Saturday, December 14, 2013

Home Health Turkey

As I was driving up the rutted dirt driveway, I couldn't help but grin.  It was a gorgeous crisp fall morning early enough that  the frost was just begining to melt away and the trees were covered in red and orange leaves so vibrant they seems to be on fire.  A faint whiff of a spicy smokey scent permeated the air letting me know that someone had been burning leaves in the distance.  I was a home health nurse making my visits to patients for their daily nursing care.

My first destination was a trailer was about a mile up in the woods at the foot of the mountain on a narrow  and winding dirt and gravel road. It hadn't rained in weeks, and the dust rose in billowing clouds around my truck tires.   As the trailer came into sight, my first impression was that someone had discarded a old tincan on it's side and left it to rust.  The trailer had to be at least 25 years old and sagged in the middle like a sway-backed sow. There was a rusted out old jeep with no wheels and a busted out windshield propped up on crumbling cinder blocks.  The trailer sat about 3 feet off the ground with only jagged remnants of underpinning left, but there was no porch and no steps leading to the front door. The entry consisted of old half rotted 2  X 4's propped onto concrete blocks to form sort of a make-shift wheelchair ramp.  

I knocked on the delapidated  door that was dirty with years and years of being slammed on rusted hinges and heard a feeble, "Honey, come on in here!" As I pulled open the door, a gust of stale air thick with the odor of kerosene and rancid bacon grease mixed with the smell of rubbing linament assaulted my senses and stung my eyes.  

My patient was sitting in a wheelchair wearing an old cotton "duster" stained with fried egg yolk and crumbs from severeal meals. The wheelchair arms were missing upholstery exposing thick ripped yellow padding. She was watching "The Price is Right" and Bob Barker was getting ready to host the Showcase Showdown.  

I noticed right away that both legs had been amputated..the right one below the knee and the left one above.  The right stump was covered with a white gauze bandage with bloody yellow drainage seeping through the layers on the end where the wound just refused to heal. Her body has been ravanged by diabetes and had been whittled away bit by bit....first a toe, then another toe, then a foot, then below the knee, then above the knee....her body dying slowly inch by inch. Her blood sugars were sky high as she just couldn't really understand the concept that Little Debbies and Brown Cow icecream were killing her. 

We laughed and joked and offered our best bids on the Showcase Showdown while I changed her dressings, carefully forming a perfect figure 8 dressing around that stump. We got along well; despite her lack of teeth and obvious lack of formal education, she was a gentle and caring woman.
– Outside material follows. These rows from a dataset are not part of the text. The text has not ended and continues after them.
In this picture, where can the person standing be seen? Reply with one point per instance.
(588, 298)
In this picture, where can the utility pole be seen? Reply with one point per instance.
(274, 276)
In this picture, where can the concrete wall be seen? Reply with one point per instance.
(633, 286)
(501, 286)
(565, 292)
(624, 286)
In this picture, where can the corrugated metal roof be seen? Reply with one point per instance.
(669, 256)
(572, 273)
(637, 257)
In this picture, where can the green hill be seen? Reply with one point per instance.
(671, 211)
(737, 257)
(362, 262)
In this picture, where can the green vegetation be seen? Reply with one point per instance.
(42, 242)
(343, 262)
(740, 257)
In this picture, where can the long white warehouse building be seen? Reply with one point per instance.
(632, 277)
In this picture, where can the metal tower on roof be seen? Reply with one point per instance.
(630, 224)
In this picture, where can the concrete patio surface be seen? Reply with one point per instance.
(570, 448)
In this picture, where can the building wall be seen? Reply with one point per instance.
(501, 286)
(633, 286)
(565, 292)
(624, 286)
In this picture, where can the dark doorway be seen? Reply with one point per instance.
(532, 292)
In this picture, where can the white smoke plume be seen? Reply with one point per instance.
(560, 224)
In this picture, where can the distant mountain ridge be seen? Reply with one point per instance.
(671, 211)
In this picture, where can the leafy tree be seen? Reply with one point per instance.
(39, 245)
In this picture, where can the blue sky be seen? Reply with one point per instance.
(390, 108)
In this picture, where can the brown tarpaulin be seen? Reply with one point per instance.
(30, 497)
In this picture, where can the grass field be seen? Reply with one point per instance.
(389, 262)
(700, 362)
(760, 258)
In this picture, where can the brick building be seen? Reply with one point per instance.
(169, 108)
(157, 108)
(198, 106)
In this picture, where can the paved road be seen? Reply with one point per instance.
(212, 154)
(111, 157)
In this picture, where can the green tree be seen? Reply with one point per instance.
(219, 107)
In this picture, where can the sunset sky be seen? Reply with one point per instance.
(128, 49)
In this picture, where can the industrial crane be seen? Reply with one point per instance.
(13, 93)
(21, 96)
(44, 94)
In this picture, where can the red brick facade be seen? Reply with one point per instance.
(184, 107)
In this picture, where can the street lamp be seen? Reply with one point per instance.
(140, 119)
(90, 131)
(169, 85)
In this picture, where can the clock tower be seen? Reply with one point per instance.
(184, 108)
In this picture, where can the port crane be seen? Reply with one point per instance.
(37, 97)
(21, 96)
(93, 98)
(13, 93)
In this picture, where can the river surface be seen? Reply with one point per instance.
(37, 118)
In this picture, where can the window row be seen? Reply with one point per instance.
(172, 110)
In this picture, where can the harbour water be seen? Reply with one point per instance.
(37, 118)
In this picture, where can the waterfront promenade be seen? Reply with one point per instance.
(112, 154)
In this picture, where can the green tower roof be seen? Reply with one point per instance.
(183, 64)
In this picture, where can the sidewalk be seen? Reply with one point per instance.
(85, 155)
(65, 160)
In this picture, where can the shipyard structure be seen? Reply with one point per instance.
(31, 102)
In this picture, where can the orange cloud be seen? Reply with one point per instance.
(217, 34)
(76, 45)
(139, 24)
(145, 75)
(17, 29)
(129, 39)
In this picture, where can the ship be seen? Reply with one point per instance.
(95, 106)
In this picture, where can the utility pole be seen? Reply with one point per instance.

As I was packing up my supplies and getting ready to leave her home, she put her hand on my arm and warned, "Now  watch out fer Ole Tom when you go out to yer car." 

"Tom?" I asked.  "Is Tom your dog?" Mean dogs are the bane of mailmen and visiting nurses.  

"Oh Law no, child. He's my Tom Turkey!' she beamed. 

I sighed, somewhat releived that I wasn't facing a mean slobbering Doberman or Rotweiler, only a turkey.  How bad could THAT be, afterall? It's only a bird. I waved good bye and pulled the door shut behind me, stepping out onto the wobbley planks heading down the ramp to solid ground.  When I turned from the door to watch my footing, I found myself face to face with Ole Tom. 

Ole Tom was strutting toward the foot of the ramp with his red floppy waddle jiggling obscenely back and forth. I never knew turkeys were so large! and SO UGLY!  and threatening. His beak looked razor sharp and his beady eyes rolled around in his scrawny tough wrinkled head like a mad man with a glass eye. His claws were thick and dark yellow and surprisingly sharp, like taradactyl talons from a prehistoric horror flick.   He was daring me to step off that ramp onto the ground. 

We faced off for severeal minutes. Every time I tried to move, he moved too. I was terrified. Now, I had worked in home health for years and years in the inner city and had always carried mace but never used it.  I kept it on my keychain...just in case. I slowly slid my hand into my lab coat pocket and wrapped my fingers around the small cylinder. I gathered up all my courage rushed down the planks right for the turkey and aimed straight for the turkey's face and sprayed and then without looking back, I took off running for my truck as if the hounds of hell were on my heels. I made it to my truck, slid into the seat and slammed the door before I had enough gumption to look for the turkey. 

I had never seen such a sight in my entire life as that angry-maced turkey. He kept spinning in circles, rubbing his head on the ground, stomping his death talons, flapping his wings and squalking an awful sound with unrestrained poultry rage. Not wanting to wait around for revenge when he recovered, I slammed the gears into reverse and roared down that dirt road in a could of dust.  

This happened about a month before Thanksgiving that year....and that year.....I opted to go vegetarian for my Thanksgiving meal.